Long-term QT interval analysis for real world patients with Insertable cardiac monitors taking antiarrhythmic drugs

The QT interval serves as a surrogate biomarker for ventricular repolarization. Variance in QT intervals can clinically lead to pro-arrhythmia and sudden cardiac death. An insertable cardiac monitor (ICM) device capable of continuously monitoring the QT interval over a long period can provide diagnostic value for evaluating physiologic or drug induced variations in QT interval.

To analyze feasibility of continuous QTc interval monitoring in patients with ICM and evaluate the QTc interval changes in patients taking antiarrhythmic drugs.
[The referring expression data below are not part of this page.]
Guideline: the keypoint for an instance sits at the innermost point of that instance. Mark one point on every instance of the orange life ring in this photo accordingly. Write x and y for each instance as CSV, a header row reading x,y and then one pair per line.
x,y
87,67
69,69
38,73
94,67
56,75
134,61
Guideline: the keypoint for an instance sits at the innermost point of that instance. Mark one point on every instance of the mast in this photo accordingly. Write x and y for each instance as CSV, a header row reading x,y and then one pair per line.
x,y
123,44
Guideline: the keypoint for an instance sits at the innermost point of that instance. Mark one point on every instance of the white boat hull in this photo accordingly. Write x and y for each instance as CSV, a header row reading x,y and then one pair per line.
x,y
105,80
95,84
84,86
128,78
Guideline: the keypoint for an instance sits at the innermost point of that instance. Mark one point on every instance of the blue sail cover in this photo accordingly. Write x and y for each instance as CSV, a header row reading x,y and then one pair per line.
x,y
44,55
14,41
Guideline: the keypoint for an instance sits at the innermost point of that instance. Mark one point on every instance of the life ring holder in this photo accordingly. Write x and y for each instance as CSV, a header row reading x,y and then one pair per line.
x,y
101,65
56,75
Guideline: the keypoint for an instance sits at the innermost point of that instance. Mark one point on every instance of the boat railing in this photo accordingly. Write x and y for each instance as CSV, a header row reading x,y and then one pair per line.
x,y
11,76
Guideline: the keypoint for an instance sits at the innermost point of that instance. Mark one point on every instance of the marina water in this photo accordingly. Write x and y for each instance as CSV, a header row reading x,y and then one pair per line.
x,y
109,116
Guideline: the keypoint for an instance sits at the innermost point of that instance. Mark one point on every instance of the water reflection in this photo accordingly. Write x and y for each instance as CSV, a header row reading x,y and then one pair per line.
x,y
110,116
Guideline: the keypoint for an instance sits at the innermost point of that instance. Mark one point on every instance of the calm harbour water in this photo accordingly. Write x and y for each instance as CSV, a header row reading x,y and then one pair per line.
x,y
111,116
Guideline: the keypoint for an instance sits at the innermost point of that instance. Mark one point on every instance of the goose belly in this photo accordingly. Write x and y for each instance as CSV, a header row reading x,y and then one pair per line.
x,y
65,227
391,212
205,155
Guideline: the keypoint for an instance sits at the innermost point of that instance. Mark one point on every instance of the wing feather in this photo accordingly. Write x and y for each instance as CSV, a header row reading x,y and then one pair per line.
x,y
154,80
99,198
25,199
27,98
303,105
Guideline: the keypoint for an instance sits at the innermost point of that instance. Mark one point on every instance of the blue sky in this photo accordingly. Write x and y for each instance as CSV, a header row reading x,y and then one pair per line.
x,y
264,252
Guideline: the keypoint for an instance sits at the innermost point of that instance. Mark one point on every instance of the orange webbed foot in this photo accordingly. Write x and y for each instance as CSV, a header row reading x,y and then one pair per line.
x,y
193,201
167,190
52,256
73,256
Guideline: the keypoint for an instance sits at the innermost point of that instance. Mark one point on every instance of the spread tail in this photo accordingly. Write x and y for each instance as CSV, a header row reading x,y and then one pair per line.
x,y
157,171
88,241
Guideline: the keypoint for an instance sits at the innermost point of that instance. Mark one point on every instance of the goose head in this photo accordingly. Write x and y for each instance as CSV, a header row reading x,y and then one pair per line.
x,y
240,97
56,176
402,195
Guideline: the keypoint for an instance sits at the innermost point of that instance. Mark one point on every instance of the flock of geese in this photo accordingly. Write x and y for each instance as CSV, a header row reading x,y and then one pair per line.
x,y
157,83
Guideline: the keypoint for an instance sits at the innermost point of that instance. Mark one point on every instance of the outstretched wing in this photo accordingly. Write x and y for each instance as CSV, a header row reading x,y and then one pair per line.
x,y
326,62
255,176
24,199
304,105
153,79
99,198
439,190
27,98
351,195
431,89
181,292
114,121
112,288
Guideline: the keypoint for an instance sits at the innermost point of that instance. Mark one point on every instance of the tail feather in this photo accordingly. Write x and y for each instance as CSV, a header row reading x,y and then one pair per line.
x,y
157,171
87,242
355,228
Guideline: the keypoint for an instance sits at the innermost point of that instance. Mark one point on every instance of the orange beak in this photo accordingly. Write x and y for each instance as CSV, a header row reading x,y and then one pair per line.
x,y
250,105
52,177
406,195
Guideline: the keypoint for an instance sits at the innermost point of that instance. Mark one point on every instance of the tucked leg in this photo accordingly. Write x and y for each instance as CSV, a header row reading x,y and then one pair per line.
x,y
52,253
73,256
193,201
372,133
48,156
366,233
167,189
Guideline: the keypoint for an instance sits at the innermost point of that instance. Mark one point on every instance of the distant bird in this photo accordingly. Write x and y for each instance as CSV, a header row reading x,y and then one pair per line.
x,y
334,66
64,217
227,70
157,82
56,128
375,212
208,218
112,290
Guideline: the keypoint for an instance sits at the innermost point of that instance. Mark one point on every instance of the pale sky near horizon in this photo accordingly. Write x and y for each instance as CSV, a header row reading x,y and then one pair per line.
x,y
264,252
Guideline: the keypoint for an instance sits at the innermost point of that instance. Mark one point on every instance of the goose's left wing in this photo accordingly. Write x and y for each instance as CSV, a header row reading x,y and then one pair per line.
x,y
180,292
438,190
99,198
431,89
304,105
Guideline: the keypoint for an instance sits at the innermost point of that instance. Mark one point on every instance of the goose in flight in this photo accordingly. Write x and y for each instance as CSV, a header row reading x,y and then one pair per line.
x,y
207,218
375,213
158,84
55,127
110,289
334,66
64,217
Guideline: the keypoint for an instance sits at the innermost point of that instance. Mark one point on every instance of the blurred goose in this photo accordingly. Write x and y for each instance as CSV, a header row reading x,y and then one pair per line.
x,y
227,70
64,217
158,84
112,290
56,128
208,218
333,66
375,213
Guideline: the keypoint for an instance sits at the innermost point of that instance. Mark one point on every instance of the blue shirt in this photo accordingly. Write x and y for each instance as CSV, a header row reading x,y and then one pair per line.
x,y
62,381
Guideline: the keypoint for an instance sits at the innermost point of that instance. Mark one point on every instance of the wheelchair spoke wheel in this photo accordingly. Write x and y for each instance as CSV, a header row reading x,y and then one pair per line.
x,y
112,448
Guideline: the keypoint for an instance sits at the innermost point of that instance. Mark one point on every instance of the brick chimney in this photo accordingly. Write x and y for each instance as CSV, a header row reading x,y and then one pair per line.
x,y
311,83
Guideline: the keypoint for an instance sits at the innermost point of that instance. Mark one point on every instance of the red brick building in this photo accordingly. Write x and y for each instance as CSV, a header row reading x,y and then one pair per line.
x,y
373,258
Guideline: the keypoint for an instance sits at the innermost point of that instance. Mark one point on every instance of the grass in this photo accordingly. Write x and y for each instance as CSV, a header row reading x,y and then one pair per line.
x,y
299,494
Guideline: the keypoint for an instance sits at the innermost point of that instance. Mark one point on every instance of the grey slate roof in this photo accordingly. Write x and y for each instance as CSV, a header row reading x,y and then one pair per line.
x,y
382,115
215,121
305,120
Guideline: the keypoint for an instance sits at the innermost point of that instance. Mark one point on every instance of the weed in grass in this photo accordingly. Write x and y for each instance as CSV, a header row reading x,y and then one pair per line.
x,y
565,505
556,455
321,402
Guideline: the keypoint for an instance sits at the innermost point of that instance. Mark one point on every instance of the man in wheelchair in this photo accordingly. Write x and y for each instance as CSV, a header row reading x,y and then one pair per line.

Patients QT intervals detected from daily ICM ECG data from real-world patients taking antiarrhythmic drugs such as sotalol, amiodarone and dofetilide during hospitalization while implanted with ICM were analyzed from the de-identified Electronic Health Record (EHR) database linked with ICM device data warehouse. The ICM ECG was processed through the previously defined QT detection algorithm which calculates the QTc interval for every beat to generate continuous long term QTc trends. A patient contributed to the prescription group if they were prescribed antiarrhythmics drugs prior to hospitalization in the EHR database otherwise they contributed to the non-prescription group. Patients from the prescription group who were administered antiarrhythmic drugs via injection or IV during hospitalization were removed from the analysis. A 30-day median QTc interval from 30-60 days prior to hospitalization was used as baseline. Wilcoxon signed-rank test was used to compare the paired difference from days 1-5, 1-10, 30-60, and 60-90 after hospitalization to their respective baseline.

441 patients (avg. age: 70±11, 50.5% female) were included with 220 prescription and 221 non-prescription. The baseline QTc intervals were 414 and 417.3 msec for non-prescription and prescription groups, respectively. There was a significant increase in QTc on days 1-5, 1-10, 30-60, and 60-90 after hospital admission compared to the baseline (all p < 0.001) for the non-prescription group. The prescription group showed increase in QTc only on days 30-60 after hospitalization when compared to baseline (p<0.05). A larger QTc increase was observed in non-prescription receiving anti-arrhythmic loading on days 1-5 after hospitalization compared to patients on prescription prior to hospitalization (P<0.05).

Utilizing a QT interval detection algorithm from an ICM can provide long term QT trends for patients with an ICM. Continuous monitoring of QT can help to detect sudden changes in QT due to antiarrhythmic drugs which may lead to increased risk of arrhythmias or cardiac arrest.